Thursday, November 20, 2003

On Legislating Same-Sex "Marriage" vs. the Common Good

One of the most fundamental principles upon which civil law is based is the concept of "the Common Good," i.e., what is best for the stability and healthy growth of society as a whole. For example, society as a whole benefits greatly when laws and policies are enacted which give deference and certain advantages to men wed to women and vice versa. Why? Because, among other things, it is from these unions that children --and future citizens-- spring. And the happier, more well-adjusted, and more stable the children, the happier, more well-adjusted, and more stable --and more productive-- are the citizens they become.

Moreover, even without children coming from their unions, the evidence has shown since the beginning of recorded history that married adults tend to be happier, more well-adjusted, and more stable --and more productive-- as couples than they are as singles. This in turn makes the whole fabric of society stronger and more resilient, particularly because marriage is as much about, if not more about, shared life goals, shared interests, shared enterprises, and shared values than it is about shared beds.

Hence, the protection and strengthening of this timeless and universal institution of monogamous, one-man-and-one-woman-for-life is for the Common Good. And it's no accident that every human society on every continent on this planet since Homo Sapiens arose on the planet has had laws protecting it as well as giving special deference to it. Contrariwise, none of them --with the possible exceptions of ancient Sparta or a handful of polygamous tribal cultures-- has ever legalized or otherwise given the social stamp of approval to "alternative life-style" "unions." That's because they weren't stupid, even if they may have been "intolerant" and "unenlightened" by presumptuous modern Western secularist standards.
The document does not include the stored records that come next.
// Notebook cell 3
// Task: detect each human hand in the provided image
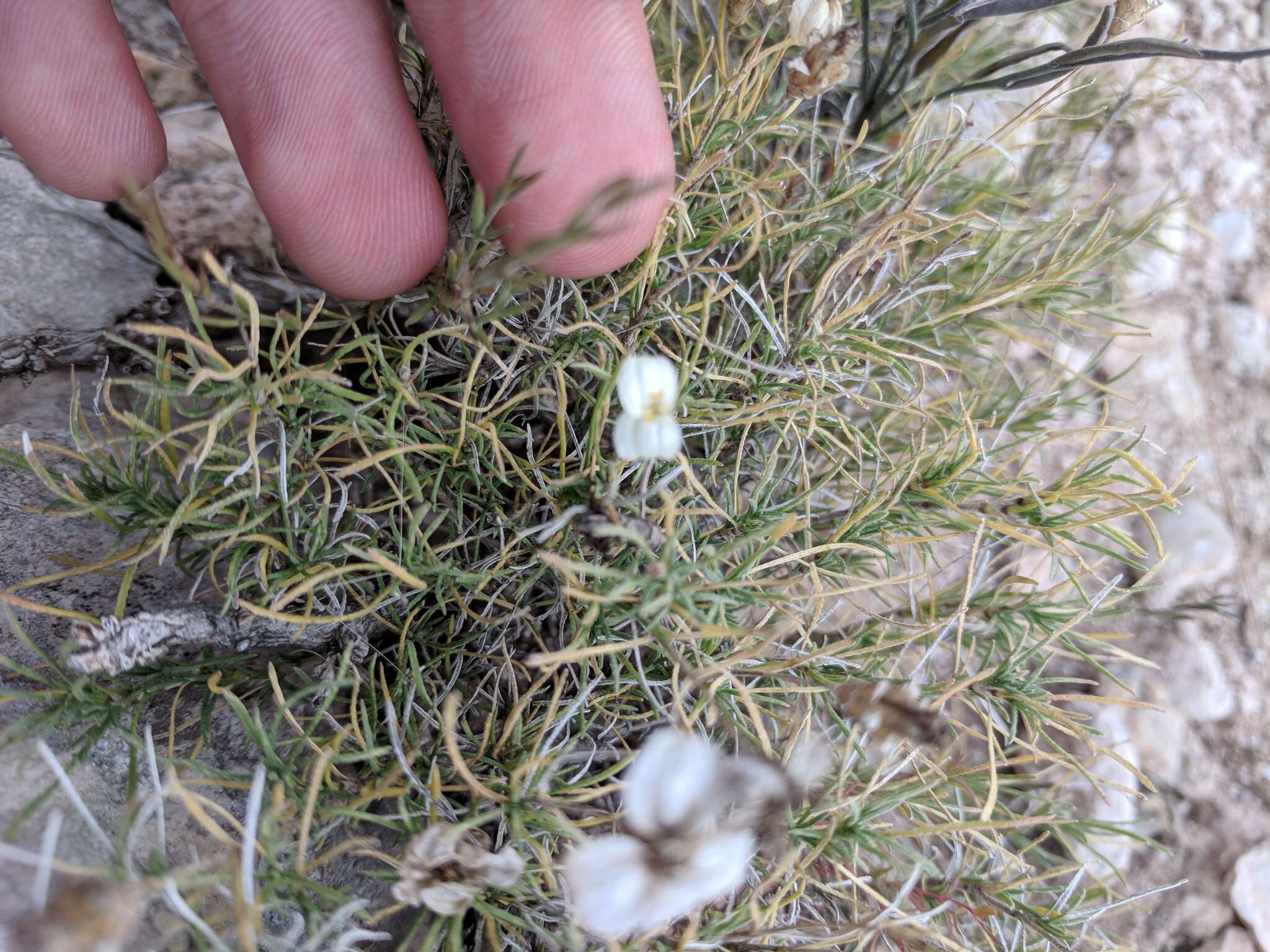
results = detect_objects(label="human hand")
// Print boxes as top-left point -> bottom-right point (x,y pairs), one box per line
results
0,0 -> 674,298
Yet all this seems to have been completely forgotten by the four judges sitting on Massachusetts' highest court this week. In fact, they've completely ignored, if not completely jettisoned, the principle of the Common Good when they decided instead that, in essence, official recognition of unions between two adults should be based solely on the whims and preferences of the two adults in question --i.e., merely because "they love each other." In fact, the judges themselves said as much, and there can be no other explanation for their decision; for in what ways can same-sex "marriages" serve the Common Good, as outlined above? The answer is "none," for --by their very nature-- they cannot.